Theoretically yes. Practically there is character escaping.

That kills any non-allocation dreams. Moment you have "Hi \uxxxx isn't the UTF nice?" you will probably have to allocate. If source is read-only you have to allocate. If source is mutable you have to waste CPU to rewrite the string.

deaddodo 3 days ago [ - ]

I'm confused why this would be a problem. UTF-8 and UTF-16 (the only two common unicode subsets) are a maximum of 4 bytes wide (and, most commonly, 2 in English text). The ASCII representation you gave is 6-bytes wide. I don't know of many ASCII unicode representations that have less bytewidth than their native Unicode representation.

Same goes for other characters such as \n, \0, \t, \r, etc. All half in native byte representation.

lelanthran 4 days ago [ - ]

> Moment you have "Hi \uxxxx isn't the UTF nice?" you will probably have to allocate.

Depends on what you are doing with it. If you aren't displaying it (and typically you are not in a server application), you don't need to unescape it.

mpyne 3 days ago [ - ]

And this is indeed something that the C++ Glaze library supports, to allow for parsing into a string_view pointing into the original input buffer.

_3u10 3 days ago [ - ]

It’s just two pointers the current place to write and the current place to read, escapes are always more characters than they represent so there’s no danger of overwriting the read pointer. If you support compression this can become somewhat of and issue but you simply support a max block size which is usually defined by the compression algorithm anyway.

Ygg2 2 days ago [ - ]

If you have a place to write, then it's not zero allocation.
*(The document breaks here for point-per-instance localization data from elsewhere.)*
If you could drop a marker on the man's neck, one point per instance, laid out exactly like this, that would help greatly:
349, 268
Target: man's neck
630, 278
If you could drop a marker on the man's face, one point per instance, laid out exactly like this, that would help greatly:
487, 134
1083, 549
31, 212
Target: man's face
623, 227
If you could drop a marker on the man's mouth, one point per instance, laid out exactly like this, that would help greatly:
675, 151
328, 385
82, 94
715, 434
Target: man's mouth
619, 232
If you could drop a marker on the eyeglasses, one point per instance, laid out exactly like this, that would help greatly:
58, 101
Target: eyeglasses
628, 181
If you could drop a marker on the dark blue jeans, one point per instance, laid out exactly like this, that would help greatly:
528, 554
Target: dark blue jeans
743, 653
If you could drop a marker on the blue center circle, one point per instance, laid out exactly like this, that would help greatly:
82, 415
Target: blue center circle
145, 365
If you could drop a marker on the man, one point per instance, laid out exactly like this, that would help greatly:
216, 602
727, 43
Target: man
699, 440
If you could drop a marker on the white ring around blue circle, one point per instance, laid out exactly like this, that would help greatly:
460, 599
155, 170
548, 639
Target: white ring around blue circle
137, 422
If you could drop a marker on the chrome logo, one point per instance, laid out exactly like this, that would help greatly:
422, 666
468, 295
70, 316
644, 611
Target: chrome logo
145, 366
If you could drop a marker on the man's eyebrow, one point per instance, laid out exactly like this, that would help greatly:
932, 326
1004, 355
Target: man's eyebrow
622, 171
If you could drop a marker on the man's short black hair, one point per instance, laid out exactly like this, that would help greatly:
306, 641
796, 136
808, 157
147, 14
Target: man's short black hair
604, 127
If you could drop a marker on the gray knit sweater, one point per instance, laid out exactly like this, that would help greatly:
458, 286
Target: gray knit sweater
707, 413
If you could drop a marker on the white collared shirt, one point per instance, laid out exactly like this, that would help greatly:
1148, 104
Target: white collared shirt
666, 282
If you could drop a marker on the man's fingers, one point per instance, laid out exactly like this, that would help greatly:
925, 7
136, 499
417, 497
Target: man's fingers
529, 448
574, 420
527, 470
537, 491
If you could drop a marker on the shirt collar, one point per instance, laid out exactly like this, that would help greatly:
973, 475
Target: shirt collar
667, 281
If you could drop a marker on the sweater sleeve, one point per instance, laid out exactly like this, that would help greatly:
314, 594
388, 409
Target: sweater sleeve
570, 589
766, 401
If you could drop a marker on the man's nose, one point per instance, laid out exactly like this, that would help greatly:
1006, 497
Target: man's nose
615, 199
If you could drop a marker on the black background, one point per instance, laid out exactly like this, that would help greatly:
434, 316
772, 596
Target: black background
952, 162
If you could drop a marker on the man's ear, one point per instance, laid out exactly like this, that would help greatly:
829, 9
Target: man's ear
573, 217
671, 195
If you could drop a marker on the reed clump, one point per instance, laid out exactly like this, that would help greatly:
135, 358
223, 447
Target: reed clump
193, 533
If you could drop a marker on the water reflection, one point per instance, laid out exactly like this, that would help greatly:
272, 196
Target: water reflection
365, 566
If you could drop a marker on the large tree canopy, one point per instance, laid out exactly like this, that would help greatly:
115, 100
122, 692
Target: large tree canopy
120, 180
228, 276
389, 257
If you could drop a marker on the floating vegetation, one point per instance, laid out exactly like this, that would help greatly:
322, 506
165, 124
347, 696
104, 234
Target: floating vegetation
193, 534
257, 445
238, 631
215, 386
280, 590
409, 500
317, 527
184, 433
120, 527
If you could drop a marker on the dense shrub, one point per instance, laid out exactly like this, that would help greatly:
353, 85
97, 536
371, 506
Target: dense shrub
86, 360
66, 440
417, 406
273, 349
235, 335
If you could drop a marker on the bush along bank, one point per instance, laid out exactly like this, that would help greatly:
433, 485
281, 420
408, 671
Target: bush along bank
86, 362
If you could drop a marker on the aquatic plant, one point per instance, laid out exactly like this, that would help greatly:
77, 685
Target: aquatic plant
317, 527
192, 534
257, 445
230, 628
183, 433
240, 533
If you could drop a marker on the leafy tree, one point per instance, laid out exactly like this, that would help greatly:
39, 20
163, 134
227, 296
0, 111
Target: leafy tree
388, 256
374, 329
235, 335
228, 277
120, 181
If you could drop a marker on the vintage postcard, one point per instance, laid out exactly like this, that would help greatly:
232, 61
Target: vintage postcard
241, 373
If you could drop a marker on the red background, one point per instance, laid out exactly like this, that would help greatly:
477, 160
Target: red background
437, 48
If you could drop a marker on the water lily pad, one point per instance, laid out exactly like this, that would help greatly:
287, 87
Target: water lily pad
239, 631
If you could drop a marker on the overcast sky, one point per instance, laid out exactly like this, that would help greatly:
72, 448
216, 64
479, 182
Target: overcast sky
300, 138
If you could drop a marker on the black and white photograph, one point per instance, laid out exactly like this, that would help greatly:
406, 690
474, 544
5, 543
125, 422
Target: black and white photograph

You did an allocation.

And usually if you want maximum performance, buffered read is the way to go, which means you need a write slab allocation.

lelanthran 2 days ago [ - ]

> If you have a place to write, then it's not zero allocation. You did an allocation.

Where did that allocation happen? You can write into the buffer you're reading from, because the replacement data is shorter than the original data.

Ygg2 2 days ago [ - ]

You have a read buffer and somewhere where you have to write to.

Even if we pretend that the read buffer is not allocating (plausible), you will have to allocate for the write source for the general case (think GiB or TiB of XML or JSON).

lelanthran 2 days ago [ - ]

> You have a read buffer and somewhere where you have to write to.

The "somewhere you have to write to" is the same buffer you are reading from.

Ygg2 2 days ago [ - ]

Not if you are doing buffered reads, where you replace slow file access with fast memory access. This buffer is cleared every X bytes processed.

Writing to it would be pointless because clears obliterate anything written; or inefficient because you are somehow offsetting clears, which would sabotage the buffered reading performance gains.

lelanthran a day ago [ - ]

Maybe I missed it, but ITT we were talking about C buffers, not buffered reads.

Ygg2 a day ago [ - ]

I thought we were talking about high performance parsing. Of which buffered reads are one. Other is loading entire document into mutable memory, which also has limitations.

topspin 3 days ago [ - ]

> Practically there is character escaping

The voice of experience appears. Upvoted.

It is conceivable to deal with escaping in-place, and thus remain zero-alloc. It's hideous to think about, but I'll bet someone has done it. Dreams are powerful things.